Косарев многозначительно покрутил пальцем перед глазами разыскника.
— Не надо! Это об тебя скалки Елена обламывает, а моя держит меня в строгом ошейнике, но на длинном поводке. Так, куда мне ехать? Железнодорожная шестьдесят восемь, этот «Гроб», гадюшник, квартира сорок. Что-то мне адрес этот знакомый.
— О, так мне тоже в этот дом надо! — Оживился Астафьев. — Там в пятнадцатой квартире свидетельница по Михеевой должна жить.
Мазуров так же заинтересовался.
— По Михеевой? Давай, езжай! Там все сроки уже истекли, продлевать надо. Не дай боже прокуратура чухнется, нам же вставят по первое число. Иди.
— Поехали, подвезу, студент! — Согласился Косарев.
Когда мимо Воли, дожидавшейся вызванного такси, с характерным воем промчалась милицейская машина, она немного вздрогнула и поморщилась. Для того, чтобы отвлечься, Воля не стала доставать очередную папиросу, а кинула в рот конфету, мятный леденец. И в памяти почему-то вспыли уже очень далекие, послевоенные года.
1948 год, осень, Москва
Акимовна ногой пододвинула ящик, усадила на него дочь, поправила темную козью шаль.
— Сиди тут, никуда не уходи, — велела она, сунула в рот дочери мятный леденец, положила перед Волей небольшую, засаленную тюбетейку, перевернула ее и скрылась в рыночной толпе. Народ, одетый бедно и однообразно, в стареньких пальто с широкими воротниками и огромными пуговицами, в вытертых шубках довоенной поры, а большей частью в шинелях, телогрейках и сапогах, хороводился вокруг девочки в поисках того, кто мог что-то купить, и того, кто мог что-то продать. Закутанная в шаль девчонка редко привлекала к себе внимание, но уж если привлекала, то надолго.
— Смотрите, Алексей Петрович, какие удивительно красивые глаза, — услышала Воля над своей головой мужской голос.
— Да, Игорь Викторович, согласен. Редкой красоты глаза, и вообще, лицо очень красивое, — согласился второй голос. — Такое только рисовать и рисовать.

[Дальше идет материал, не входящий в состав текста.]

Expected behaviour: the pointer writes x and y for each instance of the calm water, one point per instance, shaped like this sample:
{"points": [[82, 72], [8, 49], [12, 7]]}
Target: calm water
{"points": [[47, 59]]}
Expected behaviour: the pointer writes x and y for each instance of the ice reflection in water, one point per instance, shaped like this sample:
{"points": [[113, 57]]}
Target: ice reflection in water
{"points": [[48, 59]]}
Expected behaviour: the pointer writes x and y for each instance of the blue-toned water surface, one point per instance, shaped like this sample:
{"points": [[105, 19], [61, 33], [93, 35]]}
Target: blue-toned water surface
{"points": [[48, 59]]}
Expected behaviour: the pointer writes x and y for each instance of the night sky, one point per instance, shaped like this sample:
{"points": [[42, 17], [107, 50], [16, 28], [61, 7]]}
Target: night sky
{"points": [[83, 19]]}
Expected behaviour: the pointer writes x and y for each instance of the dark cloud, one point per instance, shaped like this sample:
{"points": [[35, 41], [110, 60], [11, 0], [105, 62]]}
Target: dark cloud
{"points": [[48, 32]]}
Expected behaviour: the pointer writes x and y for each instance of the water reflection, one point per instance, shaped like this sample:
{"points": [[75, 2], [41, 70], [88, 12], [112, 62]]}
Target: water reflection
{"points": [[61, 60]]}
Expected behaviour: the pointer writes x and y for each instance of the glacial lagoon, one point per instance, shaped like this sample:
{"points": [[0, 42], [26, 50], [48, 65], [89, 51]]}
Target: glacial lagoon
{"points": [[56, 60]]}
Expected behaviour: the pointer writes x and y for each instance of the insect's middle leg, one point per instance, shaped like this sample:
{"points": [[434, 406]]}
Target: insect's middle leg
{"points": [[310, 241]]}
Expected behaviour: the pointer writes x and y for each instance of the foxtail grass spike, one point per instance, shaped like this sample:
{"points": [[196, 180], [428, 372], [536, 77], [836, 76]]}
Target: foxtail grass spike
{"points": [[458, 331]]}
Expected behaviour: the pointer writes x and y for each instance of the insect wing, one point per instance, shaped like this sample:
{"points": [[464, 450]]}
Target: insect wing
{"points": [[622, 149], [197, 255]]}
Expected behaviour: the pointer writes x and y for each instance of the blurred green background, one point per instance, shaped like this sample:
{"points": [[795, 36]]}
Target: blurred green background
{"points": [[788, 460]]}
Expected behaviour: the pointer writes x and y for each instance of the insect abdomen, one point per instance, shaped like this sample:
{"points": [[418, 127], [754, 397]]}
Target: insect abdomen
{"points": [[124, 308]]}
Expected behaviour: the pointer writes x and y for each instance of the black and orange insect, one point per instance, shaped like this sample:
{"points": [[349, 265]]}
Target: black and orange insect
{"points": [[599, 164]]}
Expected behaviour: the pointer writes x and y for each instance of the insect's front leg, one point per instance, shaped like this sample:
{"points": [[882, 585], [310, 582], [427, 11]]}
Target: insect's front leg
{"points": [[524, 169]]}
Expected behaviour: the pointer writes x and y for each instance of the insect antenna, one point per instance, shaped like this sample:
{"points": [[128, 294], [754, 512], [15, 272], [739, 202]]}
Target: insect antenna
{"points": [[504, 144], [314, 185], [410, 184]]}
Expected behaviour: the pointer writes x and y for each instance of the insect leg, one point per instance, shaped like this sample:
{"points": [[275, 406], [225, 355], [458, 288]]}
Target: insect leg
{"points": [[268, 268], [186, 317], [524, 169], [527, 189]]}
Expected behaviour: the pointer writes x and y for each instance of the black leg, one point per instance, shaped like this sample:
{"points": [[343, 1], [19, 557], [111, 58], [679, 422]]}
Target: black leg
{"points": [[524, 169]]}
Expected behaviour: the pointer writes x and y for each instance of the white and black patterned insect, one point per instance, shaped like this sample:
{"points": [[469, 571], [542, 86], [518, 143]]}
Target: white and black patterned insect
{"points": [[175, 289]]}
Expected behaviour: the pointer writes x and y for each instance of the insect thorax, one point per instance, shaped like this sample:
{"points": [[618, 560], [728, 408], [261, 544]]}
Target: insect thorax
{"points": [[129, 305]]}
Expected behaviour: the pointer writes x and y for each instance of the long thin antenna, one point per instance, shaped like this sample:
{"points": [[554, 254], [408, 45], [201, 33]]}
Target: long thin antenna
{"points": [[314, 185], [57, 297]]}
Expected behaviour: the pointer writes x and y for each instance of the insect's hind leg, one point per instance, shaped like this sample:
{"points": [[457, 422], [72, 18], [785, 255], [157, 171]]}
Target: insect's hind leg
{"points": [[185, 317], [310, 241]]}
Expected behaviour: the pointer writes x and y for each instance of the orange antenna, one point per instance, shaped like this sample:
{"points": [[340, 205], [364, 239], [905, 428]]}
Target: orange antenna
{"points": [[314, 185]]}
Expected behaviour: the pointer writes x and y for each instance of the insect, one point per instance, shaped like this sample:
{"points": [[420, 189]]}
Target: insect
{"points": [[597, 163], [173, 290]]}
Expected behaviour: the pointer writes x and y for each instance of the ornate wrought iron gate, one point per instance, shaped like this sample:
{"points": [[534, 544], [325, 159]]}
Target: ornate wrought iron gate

Воля подняла глаза. Перед ней стояли два человека, одетые для тех лет довольно богато. Один был в стильном сером пальто с тросточкой в руках. На голове была одета не по холодной погоде широкополая шляпа. Второй же, полный, с круглым, смешным лицом, был в белых, катанных пимах с галошами, в белом же, романовском полушубке и такого цвета и материала шапке-ушанке.
— Мне кажется, что из этой девочки со временем вырастет удивительная красавица, — сказал первый из друзей.
— Судя по лицу — да. Только вот выживет ли она вообще? Судя по пустой тюбетейке ей приходиться туго. Ладно, пошли, Игорь Викторович. Надо же нам купить этого злосчастного гуся.
— Сейчас, — кивнул его молодой спутник, и, пошарив в карманах, кинул в тюбетейку несколько монет.
Пара удалилась, хотя молодой мужчина еще пару раз оглянулся на красивую девчонку. Они уже не видели, как из толпы выскочил низкорослый шкет-беспризорник, сгребший все монеты и снова нырнувший в толпу. Девочка на это просто не обратила внимания. Вскоре к Воле подошла Акимовна.
— Ну как ты тут. Не замерзла? — Спросила она, заботливо поправляя шаль.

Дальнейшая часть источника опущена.